12.2 It may be necessary for us to update this Agreement and its terms from time to time. If you continue to use the Services after we have informed you of any amendments or additional terms to the Agreement, you will be deemed to have accepted these changes and they will be incorporated into this Agreement.
12.3 Subject to clause 12.2, no variation of this Agreement will be effective unless it is in writing and signed by both parties.
12.4 You shall not, without the prior written consent of Agency Side Jobs, assign, transfer, charge, sub-contract or deal in any other manner with all or any of your rights or obligations under this Agreement. We may at any time assign, transfer, charge, sub-contract or deal in any other manner with all or any of its rights or obligations under this Agreement.
12.5 No failure or delay by a party to exercise any right or remedy provided under this Agreement or by law will constitute a waiver of that or any other right or remedy, nor will it prevent or restrict the further exercise of that or any other right or remedy.
12.6 o one other than a party to this Agreement, their successors and permitted assignees, shall have any right to enforce any of its terms.
12.7 Nothing in this Agreement is intended to, or will be deemed to establish any partnership or joint venture between the parties, make a party the agent of the other party or authorise a party to make or enter into any commitments for or on behalf of the other party.

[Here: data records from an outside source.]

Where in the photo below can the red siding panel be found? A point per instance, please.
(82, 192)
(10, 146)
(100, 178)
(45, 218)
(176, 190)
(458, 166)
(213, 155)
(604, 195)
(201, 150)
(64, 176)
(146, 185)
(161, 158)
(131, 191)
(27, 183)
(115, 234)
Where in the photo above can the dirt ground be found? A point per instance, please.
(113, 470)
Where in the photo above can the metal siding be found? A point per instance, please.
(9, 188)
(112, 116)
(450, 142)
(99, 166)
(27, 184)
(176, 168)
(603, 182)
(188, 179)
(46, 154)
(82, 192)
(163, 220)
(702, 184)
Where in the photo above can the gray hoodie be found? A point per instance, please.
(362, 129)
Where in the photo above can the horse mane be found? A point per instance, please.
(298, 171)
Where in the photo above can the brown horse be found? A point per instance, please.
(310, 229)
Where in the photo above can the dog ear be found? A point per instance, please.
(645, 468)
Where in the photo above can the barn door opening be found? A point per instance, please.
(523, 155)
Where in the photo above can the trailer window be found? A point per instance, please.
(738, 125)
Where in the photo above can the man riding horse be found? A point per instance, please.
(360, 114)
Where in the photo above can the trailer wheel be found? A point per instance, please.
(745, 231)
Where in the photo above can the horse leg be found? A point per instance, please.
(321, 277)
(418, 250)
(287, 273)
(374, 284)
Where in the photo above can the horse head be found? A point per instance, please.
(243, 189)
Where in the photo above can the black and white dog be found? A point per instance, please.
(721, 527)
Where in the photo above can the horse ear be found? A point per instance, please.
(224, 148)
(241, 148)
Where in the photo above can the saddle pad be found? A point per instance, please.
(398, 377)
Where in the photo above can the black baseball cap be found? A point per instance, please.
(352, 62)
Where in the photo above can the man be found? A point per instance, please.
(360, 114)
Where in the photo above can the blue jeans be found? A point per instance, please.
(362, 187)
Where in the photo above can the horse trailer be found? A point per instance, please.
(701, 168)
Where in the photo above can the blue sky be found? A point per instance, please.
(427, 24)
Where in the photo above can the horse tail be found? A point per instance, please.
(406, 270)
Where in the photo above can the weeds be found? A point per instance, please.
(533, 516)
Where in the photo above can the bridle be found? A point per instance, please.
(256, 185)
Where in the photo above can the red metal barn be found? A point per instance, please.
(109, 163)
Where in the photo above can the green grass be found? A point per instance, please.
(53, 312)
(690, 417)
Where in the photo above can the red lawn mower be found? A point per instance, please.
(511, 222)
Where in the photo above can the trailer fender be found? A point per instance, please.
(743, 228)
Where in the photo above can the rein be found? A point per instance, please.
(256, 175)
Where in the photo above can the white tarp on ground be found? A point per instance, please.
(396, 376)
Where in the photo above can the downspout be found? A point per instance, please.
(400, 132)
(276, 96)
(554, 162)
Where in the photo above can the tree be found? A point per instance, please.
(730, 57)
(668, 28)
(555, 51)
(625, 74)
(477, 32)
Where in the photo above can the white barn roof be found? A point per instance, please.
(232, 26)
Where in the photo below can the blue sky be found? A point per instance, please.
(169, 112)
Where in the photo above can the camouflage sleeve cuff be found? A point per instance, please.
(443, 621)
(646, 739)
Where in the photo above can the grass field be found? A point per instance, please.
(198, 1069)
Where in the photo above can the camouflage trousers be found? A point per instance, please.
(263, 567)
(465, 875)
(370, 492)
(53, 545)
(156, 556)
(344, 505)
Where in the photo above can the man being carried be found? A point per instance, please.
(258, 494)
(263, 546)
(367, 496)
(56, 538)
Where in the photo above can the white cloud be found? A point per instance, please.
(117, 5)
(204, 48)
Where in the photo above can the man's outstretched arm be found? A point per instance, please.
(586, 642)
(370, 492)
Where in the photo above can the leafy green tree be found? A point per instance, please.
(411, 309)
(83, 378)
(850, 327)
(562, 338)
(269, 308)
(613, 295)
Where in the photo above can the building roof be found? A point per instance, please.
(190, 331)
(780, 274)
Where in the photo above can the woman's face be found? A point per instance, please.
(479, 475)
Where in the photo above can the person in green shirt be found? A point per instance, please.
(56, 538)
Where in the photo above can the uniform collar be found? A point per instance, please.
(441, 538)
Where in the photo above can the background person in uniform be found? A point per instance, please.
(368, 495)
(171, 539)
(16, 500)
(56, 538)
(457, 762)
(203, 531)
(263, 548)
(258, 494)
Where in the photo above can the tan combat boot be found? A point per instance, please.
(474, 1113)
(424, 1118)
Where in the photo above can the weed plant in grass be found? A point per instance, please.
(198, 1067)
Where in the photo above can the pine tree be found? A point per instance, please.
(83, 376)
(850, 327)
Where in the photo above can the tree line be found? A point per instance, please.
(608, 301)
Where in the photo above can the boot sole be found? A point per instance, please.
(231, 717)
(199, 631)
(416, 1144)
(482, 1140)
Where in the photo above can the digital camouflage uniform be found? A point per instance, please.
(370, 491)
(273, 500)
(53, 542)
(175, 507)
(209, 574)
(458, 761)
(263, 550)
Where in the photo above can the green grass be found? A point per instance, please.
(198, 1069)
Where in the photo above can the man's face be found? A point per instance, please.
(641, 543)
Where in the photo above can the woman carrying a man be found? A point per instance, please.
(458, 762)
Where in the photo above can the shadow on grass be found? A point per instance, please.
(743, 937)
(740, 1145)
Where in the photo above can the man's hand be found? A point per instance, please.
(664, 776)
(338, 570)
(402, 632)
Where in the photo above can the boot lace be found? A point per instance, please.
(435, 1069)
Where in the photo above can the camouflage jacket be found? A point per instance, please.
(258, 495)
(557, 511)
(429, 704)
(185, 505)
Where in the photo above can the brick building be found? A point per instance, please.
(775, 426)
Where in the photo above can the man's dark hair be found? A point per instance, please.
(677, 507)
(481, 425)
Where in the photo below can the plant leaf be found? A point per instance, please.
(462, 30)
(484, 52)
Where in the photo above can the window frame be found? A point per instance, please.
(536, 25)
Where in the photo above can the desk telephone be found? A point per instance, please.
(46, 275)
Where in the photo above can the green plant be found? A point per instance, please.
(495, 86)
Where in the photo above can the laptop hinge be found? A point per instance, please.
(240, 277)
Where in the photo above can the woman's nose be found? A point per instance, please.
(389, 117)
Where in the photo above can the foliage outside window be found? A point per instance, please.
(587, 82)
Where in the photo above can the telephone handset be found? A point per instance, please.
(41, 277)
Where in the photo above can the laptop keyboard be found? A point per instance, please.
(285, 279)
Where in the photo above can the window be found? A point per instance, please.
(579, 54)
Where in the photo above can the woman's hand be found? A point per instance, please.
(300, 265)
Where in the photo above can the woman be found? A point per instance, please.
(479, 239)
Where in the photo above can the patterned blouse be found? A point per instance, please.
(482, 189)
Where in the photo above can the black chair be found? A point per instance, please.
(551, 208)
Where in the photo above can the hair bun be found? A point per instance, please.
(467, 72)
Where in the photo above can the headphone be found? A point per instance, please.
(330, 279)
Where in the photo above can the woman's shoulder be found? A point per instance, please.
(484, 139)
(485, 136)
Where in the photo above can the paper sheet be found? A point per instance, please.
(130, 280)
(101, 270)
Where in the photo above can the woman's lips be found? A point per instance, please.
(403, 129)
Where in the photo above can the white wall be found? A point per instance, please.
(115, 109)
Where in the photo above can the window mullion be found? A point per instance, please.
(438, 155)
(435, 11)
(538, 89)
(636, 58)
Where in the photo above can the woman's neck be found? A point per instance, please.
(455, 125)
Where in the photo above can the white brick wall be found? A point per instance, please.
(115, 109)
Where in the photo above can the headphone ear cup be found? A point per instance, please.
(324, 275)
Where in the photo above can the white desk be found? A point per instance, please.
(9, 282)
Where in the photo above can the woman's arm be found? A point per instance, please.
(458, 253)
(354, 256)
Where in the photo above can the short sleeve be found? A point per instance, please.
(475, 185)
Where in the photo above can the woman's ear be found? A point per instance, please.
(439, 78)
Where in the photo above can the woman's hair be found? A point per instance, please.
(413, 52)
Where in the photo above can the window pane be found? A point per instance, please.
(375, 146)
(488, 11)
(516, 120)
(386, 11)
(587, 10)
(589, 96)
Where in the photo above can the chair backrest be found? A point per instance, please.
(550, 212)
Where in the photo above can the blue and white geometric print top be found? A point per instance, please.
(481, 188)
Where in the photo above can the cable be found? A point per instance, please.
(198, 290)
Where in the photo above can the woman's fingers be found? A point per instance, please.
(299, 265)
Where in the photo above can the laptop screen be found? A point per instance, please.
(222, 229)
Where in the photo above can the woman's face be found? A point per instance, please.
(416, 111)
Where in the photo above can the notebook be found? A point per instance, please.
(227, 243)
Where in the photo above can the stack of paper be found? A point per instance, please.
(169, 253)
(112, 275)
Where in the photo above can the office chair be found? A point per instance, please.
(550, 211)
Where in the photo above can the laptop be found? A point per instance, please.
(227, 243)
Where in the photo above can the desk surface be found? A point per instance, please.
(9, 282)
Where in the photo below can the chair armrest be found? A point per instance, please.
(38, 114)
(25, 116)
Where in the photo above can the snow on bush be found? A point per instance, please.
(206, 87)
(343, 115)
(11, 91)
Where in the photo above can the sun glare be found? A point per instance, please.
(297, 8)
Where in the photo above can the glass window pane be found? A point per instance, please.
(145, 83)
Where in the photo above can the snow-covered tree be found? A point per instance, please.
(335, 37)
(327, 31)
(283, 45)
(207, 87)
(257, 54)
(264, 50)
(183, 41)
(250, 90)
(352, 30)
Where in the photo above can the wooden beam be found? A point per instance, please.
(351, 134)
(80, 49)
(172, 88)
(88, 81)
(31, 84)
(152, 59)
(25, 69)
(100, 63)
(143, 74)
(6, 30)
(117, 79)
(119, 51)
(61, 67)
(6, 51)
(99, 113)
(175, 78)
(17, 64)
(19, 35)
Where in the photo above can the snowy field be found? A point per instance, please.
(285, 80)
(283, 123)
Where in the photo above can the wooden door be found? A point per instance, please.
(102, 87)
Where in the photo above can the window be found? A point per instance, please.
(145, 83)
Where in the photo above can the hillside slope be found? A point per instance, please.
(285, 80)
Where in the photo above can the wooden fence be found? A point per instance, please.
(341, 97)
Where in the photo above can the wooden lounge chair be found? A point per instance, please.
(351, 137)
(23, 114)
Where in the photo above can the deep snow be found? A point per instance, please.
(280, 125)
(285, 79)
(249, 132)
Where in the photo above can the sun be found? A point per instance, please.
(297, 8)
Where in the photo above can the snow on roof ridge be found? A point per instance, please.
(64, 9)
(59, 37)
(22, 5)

12.8 If any provision or part-provision of this Agreement is or becomes invalid, illegal or unenforceable, it shall be deemed modified to the minimum extent necessary to make it valid, legal and enforceable. If such modification is not possible, the relevant provision or part-provision shall be deemed deleted. Any modification to or deletion of a provision or part-provision under this clause shall not affect the validity and enforceability of the rest of this Agreement.
12.9 This Agreement and any disputes or claims arising out of or in connection with it or its subject matter or formation (including without limitation non-contractual disputes or claims) are governed by English law and the parties irrevocably submit to the exclusive jurisdiction of the English courts.